If You Meet the Buddha on the Street

Last Friday, May 17th, was celebrated as the Buddha’s Birthday by many dharma followers around the world. It’s known as Vesak, which refers to the lunar month falling in April and May, and is actually a celebration of not only the Buddha’s birth, but also his enlightenment and death.

I used to go to Vesak ceremonies here in Los Angeles. They were always put on by Theravada monks, and they were pretty boring. It mostly involved having people line up to bath a statue of a baby Buddha with water, along with some speeches by monks with thick accents who used many words to say very little, and then lunch. The lunch part always bothered me because the monks would eat first while everyone else waited.  Anyway, I quit going.

In the Japanese traditions, like Zen, Vesak, called Hanamatsuri, is celebrated in April. This year it was on the 8th. The Japanese do not go by the Chinese Lunar Calendar as many other Asia countries do. But then, the birth date is arbitrary as no one knows when the Buddha was born.

Which brings me to the old Zen saying, if you meet the Buddha on the road, kill him. There are various interpretations of this phrase, but I have always taken it as an admonition against idealizing the Buddha too much. Which, of course, throughout history many of his followers have done, and continue to do.

Allegedly a portrait painted when he was 41 by his disciple, Purna, that supposedly resides in a British museum. Seems rather iffy . . .
Allegedly a portrait of Buddha painted when he was 41 by his disciple, Purna, that supposedly resides in a British museum.

Frankly, I doubt if we met the Buddha on the road, we would recognize him. We only know the canonized, lionized Buddha, not the historical one. We’d probably think him to be some homeless person. Rather than a nice, fresh brightly colored robe, the Buddha probably wore what we would consider beggar’s rags. The robes of mendicant’s at that time were made from scraps of cloth scavenged from trash. Instead of the neat mane of curly hair we see in paintings and on statutes, I imagine his hair was an unruly mess and he wore a scraggly beard, like other mendicant philosophers of the time, although its possible his head was clean-shaven. No doubt he would seem uncouth and brutish in comparison to our modern manners and sensibilities. And he probably stunk to high heaven, because they didn’t bathe all that often back then. He might have been Black.

Whatever the case, I think it’s safe to say he didn’t resemble Keanu Reeves in The Little Buddha, and I doubt he had a halo.

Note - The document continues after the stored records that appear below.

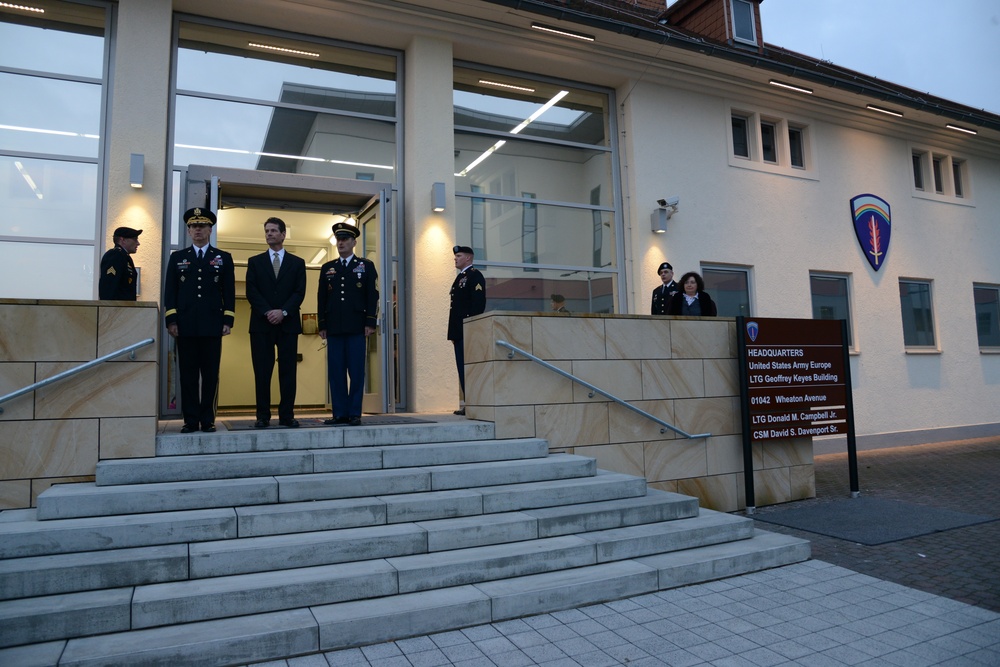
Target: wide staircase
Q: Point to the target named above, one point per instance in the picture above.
(242, 547)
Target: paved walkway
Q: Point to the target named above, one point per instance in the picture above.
(931, 600)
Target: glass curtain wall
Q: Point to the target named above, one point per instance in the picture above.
(53, 73)
(535, 190)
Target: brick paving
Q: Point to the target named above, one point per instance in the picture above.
(961, 564)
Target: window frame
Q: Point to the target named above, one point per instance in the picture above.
(848, 298)
(706, 267)
(914, 347)
(976, 287)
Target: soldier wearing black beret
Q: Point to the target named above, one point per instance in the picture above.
(199, 297)
(118, 278)
(348, 314)
(468, 298)
(663, 293)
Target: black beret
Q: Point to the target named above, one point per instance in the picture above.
(344, 228)
(199, 216)
(127, 233)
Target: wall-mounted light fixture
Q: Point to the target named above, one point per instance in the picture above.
(560, 31)
(666, 209)
(135, 170)
(437, 197)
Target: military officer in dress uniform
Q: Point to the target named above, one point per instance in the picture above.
(468, 298)
(663, 293)
(348, 314)
(117, 281)
(199, 296)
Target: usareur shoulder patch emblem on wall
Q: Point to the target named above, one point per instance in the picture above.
(873, 227)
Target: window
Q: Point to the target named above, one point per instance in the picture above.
(744, 27)
(759, 142)
(956, 177)
(939, 175)
(769, 151)
(830, 299)
(917, 311)
(795, 149)
(534, 173)
(741, 141)
(729, 287)
(918, 170)
(53, 73)
(987, 300)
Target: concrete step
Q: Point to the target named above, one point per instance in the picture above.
(91, 570)
(260, 464)
(23, 538)
(87, 499)
(302, 631)
(231, 442)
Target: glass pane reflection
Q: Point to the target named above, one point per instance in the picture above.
(524, 232)
(250, 136)
(526, 290)
(68, 271)
(49, 116)
(47, 199)
(556, 173)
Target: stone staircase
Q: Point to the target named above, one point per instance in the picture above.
(241, 547)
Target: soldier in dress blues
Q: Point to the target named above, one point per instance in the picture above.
(348, 314)
(468, 298)
(199, 297)
(663, 293)
(118, 276)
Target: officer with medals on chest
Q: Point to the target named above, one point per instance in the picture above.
(118, 277)
(468, 298)
(663, 293)
(348, 314)
(199, 298)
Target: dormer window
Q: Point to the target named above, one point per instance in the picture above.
(744, 25)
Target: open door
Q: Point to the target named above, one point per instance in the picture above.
(242, 201)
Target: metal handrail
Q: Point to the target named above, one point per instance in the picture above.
(73, 371)
(664, 425)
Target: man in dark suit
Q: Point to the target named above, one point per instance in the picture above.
(663, 293)
(117, 281)
(276, 286)
(199, 298)
(348, 314)
(468, 298)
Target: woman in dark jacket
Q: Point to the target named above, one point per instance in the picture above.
(692, 299)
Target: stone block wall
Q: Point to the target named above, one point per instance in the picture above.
(682, 370)
(57, 434)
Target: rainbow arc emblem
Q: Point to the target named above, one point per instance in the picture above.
(873, 227)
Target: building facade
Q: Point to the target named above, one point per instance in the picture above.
(545, 135)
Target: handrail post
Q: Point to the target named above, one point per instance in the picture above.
(597, 390)
(73, 371)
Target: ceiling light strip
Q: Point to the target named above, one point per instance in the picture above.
(789, 86)
(281, 49)
(562, 32)
(889, 112)
(961, 129)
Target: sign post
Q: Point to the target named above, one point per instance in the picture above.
(794, 382)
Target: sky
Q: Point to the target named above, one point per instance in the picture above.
(948, 48)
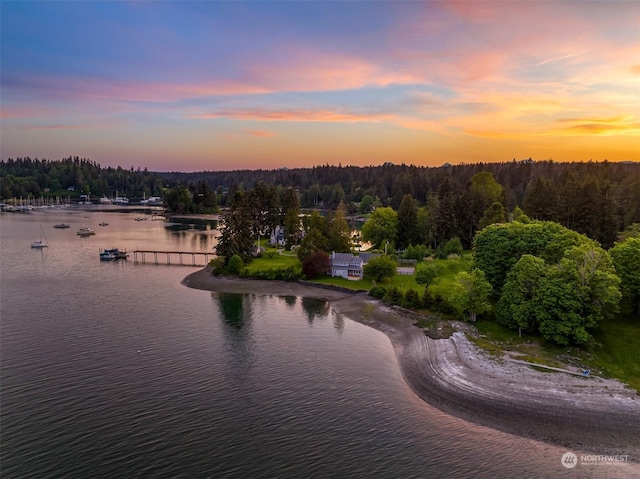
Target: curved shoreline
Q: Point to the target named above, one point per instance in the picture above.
(591, 415)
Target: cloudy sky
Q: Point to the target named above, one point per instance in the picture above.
(227, 85)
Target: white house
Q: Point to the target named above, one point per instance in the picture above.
(277, 236)
(346, 265)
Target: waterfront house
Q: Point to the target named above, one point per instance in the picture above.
(346, 265)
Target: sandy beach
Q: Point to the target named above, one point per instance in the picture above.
(588, 414)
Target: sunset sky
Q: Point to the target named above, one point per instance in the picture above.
(231, 85)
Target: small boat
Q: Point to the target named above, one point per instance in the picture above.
(85, 232)
(112, 254)
(40, 243)
(151, 201)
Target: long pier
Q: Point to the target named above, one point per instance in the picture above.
(165, 257)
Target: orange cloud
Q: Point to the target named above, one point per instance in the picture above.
(261, 133)
(300, 115)
(598, 126)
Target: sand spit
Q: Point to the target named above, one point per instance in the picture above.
(593, 415)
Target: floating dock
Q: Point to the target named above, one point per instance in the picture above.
(172, 258)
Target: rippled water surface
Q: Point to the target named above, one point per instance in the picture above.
(117, 370)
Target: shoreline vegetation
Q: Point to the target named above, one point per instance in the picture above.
(586, 414)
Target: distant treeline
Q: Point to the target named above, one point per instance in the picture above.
(598, 199)
(74, 176)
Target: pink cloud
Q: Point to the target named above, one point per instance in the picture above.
(261, 133)
(304, 115)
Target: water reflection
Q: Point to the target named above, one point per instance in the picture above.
(192, 237)
(290, 300)
(236, 313)
(314, 308)
(232, 311)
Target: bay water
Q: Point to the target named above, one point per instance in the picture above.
(115, 369)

But no one knows. Indeed, what we can say for sure about the historical Buddha is not much.

Tradition offers us the dubious story of how he was born out of his mother’s side. That is a standard mythological device. Almost all of the world’s great religious figures are said to have had miraculous births.

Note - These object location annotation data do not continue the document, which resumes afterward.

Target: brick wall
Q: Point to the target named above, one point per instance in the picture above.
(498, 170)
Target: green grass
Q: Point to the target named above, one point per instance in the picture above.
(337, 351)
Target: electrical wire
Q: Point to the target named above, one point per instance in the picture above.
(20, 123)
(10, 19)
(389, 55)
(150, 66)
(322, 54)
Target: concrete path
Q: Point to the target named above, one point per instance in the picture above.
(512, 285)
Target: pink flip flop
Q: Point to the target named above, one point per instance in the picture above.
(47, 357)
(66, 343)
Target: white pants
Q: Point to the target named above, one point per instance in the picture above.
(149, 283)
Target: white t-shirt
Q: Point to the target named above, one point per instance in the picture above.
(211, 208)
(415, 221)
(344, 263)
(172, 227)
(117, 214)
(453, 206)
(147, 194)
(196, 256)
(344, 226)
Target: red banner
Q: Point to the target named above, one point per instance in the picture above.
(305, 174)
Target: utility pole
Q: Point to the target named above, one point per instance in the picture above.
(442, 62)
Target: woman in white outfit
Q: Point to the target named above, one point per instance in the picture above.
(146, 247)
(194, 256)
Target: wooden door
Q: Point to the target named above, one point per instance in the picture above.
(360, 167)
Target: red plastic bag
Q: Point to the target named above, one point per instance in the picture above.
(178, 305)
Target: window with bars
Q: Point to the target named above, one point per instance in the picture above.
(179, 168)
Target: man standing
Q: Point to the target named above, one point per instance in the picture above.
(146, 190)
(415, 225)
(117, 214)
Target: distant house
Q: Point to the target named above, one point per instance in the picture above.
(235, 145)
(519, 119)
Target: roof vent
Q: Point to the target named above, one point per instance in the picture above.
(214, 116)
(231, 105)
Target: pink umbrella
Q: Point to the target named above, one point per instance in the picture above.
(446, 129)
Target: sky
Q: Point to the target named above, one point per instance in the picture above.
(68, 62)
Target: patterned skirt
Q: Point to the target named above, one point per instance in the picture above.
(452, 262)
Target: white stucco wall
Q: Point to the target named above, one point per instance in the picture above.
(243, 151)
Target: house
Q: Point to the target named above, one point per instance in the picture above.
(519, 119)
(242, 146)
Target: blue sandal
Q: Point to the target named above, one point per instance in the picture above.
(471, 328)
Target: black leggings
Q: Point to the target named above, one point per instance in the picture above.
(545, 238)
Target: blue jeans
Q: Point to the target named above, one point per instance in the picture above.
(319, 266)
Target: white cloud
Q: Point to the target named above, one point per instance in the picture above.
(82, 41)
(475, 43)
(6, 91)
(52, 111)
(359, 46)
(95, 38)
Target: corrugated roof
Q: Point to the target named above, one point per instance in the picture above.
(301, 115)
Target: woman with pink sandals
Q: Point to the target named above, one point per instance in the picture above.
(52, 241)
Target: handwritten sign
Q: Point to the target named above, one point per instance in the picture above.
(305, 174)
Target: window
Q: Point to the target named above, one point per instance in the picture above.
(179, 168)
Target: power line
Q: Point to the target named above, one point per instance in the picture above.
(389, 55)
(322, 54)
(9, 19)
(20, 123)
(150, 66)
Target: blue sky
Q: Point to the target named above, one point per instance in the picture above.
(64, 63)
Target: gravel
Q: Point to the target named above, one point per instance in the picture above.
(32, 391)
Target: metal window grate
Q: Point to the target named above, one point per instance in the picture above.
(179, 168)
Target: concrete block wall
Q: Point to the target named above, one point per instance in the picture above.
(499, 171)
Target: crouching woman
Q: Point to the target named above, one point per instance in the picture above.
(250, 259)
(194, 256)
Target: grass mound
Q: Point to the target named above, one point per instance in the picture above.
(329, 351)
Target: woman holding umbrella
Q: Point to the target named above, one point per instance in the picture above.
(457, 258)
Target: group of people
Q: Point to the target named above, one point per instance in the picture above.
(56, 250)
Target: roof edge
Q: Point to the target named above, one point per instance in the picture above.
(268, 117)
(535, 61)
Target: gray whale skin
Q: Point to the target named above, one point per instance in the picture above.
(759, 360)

Evidently, Gautama was from Kapilavastu, a town on a busy trade route north of Banaras, near the area known today as Nepal.  He belonged to the Shakya clan, who inhabited a territory that was about fifty square miles in size. The Shakyas had a republican style government at the time, not a monarchy, so it’s unlikely that his father, Suddhodana, was a rich and powerful king, instead he was probably the elected head of a tribal ruling council.

Soon after the Buddha’s passing, or perhaps even during his lifetime, his followers began to elaborate his life story, borrowing elements from traditional folklore and other myths. By magnifying his early life to that of a royal prince enjoying every luxury and contrasting it with his period of extreme asceticism, they were able to illustrate the Buddha’s concept of the Middle Way, a path that runs between sensual indulgence and self-mortification. According to the Buddha, the key to spiritual wayfaring is moderation, to live a well-rounded life by avoiding either extreme.

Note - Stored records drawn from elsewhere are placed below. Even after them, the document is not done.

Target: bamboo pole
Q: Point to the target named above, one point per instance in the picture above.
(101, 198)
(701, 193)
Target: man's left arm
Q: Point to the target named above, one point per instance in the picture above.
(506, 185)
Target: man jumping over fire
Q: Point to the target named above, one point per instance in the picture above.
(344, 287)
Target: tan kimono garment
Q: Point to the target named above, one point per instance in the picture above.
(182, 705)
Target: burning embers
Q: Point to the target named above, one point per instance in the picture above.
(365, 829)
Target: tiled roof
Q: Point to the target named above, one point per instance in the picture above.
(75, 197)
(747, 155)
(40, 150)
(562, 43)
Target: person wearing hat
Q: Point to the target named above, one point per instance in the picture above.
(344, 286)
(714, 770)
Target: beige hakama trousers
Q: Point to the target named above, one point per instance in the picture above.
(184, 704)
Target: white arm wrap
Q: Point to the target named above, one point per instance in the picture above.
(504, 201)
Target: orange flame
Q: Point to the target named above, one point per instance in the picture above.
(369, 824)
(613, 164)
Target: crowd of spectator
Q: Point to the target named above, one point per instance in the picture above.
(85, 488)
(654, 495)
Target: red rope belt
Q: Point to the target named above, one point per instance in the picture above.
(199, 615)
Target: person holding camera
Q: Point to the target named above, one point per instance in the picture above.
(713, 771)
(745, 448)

Since so much is unknown about the Buddha, it’s hard to say how he would feel about the veneration afforded him. I remember reading years ago how the Buddha expressly forbade his disciples to worship his relics, and yet, there is an early sutta in which he gives precise instructions on how veneration of his relics should be carried out. So, who knows?

I have great respect for traditional Buddhism, but much of it is centered around the monks. I like Buddhism that is centered around the people.

I think everyone has a right to view the Buddha however they wish, as long as it’s reasonable. He’s open to interpretation. My Buddha wouldn’t like all this adoration. He’d say, “Don’t take so much care about me, take care about others. Don’t waste time bathing some stupid baby Buddha statue, bathe a homeless child. Give some clothes to the needy. Do something meaningful.”

My Buddha would have said to the monks, “The people eat first. We eat last.”


3 thoughts on “If You Meet the Buddha on the Street

  1. Nice – I agree about the way spiritual leaders tend to become the focus of their followers more than what they are trying to teach. It kind of reminds me of the scene in the Life of Brian where Brian has been running from a crowd of followers who find him hiding in a hole in the ground. The stupidity of that scene culminates in him telling them all to f**k off, at which point the crowd asks in unison “how shall we f**k off oh lord?”